Connaissez-vous l’Homme en slip, ce héros du cinéma turc capable de soulever les rochers en polystyrène avec des gants de boxe en amiante ?
Pour des questions de bonne morale religieuse, ses films ne sont plus disponibles car ils faisaient bander le public de rire !
Et Farid El Atrach, le super héros des Égyptiens et de la sérénade…, vous connaissez ?
Il faut l’avoir vu une fois dans sa vie, mais une fois seulement, au risque de mourir de rire !
Pourtant, l’Orient n’a pas le monopole des plus mauvais films du monde.
En France aussi, parmi les chefs-d’œuvre sucrés franchouillards, Paroles et musique où Catherine Deneuve se trémoussait sur la pop bubble-gum de Michel Legrand, valait aussi le détour !
Le climax du genre étant atteint dans l’inoubliable I Pescati di Madame Bovary, avec les seins d’Edwige Fenech bondissant de sa nuisette, poussant un gamin lubrique qui faisait semblant de manger du pop-corn, le nez plongé dans le décolleté affolant de la belle Edwige, à se masturber les yeux grands ouverts sur les appâts de cette gloire féminine du cinéma spaghetti.
A vous-mêmes, chers tousses qui lisez ceci, d’improviser les râles de plaisir !
Ah, la douche froide !
Arghhh, quelle déception !
Pourquoi débuter cet article avec de telles anecdotes ?
Simple, parce que ces acteurs, actrices, vedettes et starlettes ont en commun d’avoir tourné dans des nanars d’envergure planétaire…, mais aussi parce ces gens ont été propriétaires à un moment donné de leur vie, d’une Marcos Mantis…
300% débile, laide jusqu’à l’horrible…, mais “top hype” et phénomène dingo-alléchant précédé d’un buzz hyper favorable de l’autre côté du Gulf Stream (la presse automobile américaine s’est pâmée de plaisir à l’essayer), cet engin avait tout du vrai (faux) cool-project qui fait pourtant très vite débander (au bout de dix minutes à peine à son volant on sent la lose pointer ses gros naseaux).
Ça ne décolle pas coté mécanique, tout est naze, inconsistant au possible, et on s’ennuie ferme en regardant le paysage pour passer le temps (beaucoup trop long, le temps).

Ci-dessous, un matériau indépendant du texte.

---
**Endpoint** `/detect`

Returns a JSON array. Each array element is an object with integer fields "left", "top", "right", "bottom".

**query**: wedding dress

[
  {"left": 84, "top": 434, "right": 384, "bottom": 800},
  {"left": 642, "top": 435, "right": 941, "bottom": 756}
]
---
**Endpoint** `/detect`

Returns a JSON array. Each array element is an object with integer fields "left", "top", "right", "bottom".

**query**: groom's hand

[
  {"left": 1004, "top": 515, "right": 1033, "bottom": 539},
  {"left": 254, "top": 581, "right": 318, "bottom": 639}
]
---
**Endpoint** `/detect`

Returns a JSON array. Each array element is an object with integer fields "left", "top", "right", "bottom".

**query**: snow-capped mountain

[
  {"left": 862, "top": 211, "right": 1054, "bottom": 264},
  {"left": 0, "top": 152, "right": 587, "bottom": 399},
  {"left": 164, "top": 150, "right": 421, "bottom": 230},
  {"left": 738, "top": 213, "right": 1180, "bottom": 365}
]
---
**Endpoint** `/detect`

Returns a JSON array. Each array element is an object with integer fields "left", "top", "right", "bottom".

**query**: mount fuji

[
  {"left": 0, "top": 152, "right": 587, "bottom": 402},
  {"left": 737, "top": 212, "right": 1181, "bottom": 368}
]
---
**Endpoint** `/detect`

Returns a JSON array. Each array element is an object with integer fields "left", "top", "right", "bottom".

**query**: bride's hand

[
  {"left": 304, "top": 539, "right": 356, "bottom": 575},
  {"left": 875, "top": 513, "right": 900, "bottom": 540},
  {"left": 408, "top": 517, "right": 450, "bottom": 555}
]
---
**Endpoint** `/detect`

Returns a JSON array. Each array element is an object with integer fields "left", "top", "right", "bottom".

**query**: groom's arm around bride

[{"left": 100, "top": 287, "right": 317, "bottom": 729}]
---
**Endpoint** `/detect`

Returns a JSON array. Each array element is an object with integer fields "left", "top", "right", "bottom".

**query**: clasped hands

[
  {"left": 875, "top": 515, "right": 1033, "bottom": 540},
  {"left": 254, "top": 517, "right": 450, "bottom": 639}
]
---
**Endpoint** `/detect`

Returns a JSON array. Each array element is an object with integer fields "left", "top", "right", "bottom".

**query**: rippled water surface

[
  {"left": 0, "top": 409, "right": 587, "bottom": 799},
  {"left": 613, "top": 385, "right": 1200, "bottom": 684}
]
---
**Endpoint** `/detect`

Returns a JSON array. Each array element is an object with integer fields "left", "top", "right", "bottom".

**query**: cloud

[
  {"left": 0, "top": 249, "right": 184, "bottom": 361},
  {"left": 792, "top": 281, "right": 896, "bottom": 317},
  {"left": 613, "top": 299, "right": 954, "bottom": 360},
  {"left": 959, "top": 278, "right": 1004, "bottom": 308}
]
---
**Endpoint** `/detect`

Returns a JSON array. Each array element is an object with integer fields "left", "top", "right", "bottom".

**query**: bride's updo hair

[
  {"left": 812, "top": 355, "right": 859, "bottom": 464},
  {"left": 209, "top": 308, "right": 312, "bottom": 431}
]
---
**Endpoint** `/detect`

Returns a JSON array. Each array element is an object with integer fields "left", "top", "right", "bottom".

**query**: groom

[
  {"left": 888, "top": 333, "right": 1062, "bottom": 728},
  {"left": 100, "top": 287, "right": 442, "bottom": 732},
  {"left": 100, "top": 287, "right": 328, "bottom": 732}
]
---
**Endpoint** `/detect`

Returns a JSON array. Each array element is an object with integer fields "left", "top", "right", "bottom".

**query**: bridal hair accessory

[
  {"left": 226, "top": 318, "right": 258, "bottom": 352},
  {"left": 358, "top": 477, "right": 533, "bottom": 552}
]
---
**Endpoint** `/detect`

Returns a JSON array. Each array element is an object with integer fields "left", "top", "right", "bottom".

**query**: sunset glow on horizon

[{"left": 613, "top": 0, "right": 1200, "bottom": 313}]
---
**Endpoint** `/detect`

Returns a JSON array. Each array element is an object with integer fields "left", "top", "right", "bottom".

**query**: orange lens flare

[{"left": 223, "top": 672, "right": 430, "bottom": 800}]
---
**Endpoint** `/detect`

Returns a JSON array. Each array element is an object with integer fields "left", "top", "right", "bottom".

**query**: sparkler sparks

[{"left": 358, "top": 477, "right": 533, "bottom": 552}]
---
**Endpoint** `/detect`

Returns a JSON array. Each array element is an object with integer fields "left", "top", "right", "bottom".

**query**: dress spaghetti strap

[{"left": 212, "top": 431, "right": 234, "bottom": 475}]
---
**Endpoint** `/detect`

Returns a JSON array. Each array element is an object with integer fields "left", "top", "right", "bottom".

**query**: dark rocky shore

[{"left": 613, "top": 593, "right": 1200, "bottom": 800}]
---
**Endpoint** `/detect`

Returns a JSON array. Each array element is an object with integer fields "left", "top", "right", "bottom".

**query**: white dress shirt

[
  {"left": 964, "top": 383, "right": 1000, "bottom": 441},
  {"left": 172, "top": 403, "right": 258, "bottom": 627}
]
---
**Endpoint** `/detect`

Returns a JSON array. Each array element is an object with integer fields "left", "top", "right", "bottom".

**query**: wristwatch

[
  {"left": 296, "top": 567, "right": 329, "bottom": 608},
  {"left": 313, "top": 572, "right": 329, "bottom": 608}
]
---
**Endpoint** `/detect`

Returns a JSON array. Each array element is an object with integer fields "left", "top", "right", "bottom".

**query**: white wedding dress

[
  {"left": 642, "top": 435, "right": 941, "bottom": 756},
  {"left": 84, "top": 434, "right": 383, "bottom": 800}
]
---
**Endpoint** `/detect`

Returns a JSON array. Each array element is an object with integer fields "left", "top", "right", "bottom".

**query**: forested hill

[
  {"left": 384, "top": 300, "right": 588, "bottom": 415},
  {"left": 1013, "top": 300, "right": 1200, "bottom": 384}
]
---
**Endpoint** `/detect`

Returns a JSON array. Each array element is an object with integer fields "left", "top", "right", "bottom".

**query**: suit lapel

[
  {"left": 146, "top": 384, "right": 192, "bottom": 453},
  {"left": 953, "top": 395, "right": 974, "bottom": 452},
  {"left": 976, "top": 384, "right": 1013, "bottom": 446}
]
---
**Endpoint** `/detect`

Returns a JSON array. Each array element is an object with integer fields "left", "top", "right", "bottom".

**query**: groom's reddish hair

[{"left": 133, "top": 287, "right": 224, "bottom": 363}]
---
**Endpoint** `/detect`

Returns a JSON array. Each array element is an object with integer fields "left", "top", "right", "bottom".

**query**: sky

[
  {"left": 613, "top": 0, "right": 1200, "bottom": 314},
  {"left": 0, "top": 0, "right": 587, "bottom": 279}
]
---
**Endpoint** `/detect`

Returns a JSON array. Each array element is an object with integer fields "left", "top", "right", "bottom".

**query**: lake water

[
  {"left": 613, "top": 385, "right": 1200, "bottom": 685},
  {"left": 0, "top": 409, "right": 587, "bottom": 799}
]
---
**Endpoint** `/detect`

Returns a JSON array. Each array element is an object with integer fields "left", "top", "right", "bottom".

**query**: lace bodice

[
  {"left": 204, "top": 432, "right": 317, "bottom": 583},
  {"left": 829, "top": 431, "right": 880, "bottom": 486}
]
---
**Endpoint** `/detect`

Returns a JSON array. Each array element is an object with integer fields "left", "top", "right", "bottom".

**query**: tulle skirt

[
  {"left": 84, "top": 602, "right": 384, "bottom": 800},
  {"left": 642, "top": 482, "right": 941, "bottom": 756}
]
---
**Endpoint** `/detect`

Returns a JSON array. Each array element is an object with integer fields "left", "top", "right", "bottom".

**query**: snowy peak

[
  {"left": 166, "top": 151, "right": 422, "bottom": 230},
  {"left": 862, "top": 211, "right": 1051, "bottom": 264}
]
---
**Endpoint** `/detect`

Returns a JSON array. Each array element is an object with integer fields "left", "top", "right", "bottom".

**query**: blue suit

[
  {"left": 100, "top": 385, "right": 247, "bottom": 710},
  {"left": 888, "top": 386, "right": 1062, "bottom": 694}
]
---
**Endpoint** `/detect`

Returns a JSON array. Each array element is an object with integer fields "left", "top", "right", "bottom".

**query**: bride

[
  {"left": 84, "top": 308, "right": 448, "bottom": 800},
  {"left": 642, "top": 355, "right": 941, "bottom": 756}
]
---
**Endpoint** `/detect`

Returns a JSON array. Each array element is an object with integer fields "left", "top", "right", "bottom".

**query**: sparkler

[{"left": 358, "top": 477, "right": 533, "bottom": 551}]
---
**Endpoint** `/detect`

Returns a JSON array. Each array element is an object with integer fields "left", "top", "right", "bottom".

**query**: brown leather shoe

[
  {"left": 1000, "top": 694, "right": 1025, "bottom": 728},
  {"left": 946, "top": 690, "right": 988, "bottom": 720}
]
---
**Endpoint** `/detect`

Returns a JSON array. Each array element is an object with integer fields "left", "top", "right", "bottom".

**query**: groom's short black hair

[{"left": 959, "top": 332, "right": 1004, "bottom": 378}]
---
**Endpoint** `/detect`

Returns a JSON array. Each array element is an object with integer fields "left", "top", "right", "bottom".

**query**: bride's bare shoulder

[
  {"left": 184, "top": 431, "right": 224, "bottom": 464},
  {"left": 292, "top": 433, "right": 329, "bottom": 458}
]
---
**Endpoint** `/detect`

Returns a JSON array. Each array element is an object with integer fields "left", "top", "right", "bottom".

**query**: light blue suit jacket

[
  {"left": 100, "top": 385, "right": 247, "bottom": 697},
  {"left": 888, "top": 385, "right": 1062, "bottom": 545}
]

Le moteur est creux, jamais incandescent, le bruit de l’échappement n’est jamais poignant.
Du coup, après l’essai qui est une torture, l’après-séparation est similaire à une impasse sentimentale ; en clair, on s’en fout pas mal malgré que repassent en tête les séquences cauchemardesques, les temporalités existentielles et diverses pensées qui se télescopent et s’entrecroisent, formant un patchwork électrique aboutissant à un désordre mental qui vire au “very bad trip” !
Esthétiquement nulle, très grindhouse et cultivant un côté artisanal à la gloire de la précarité, la Marcos Mantis version routière (car il existe aussi une version course), affiche un look “arty” pathétique et cheap raté qui rappelle quelques œuvres du même acabit, genre Mad Max… et le nullissime (y a-t-il d’autres mots ?) Boulevard de la mort.
La Marcos Mantis, c’est de la glande pré-post-clash à deux balles.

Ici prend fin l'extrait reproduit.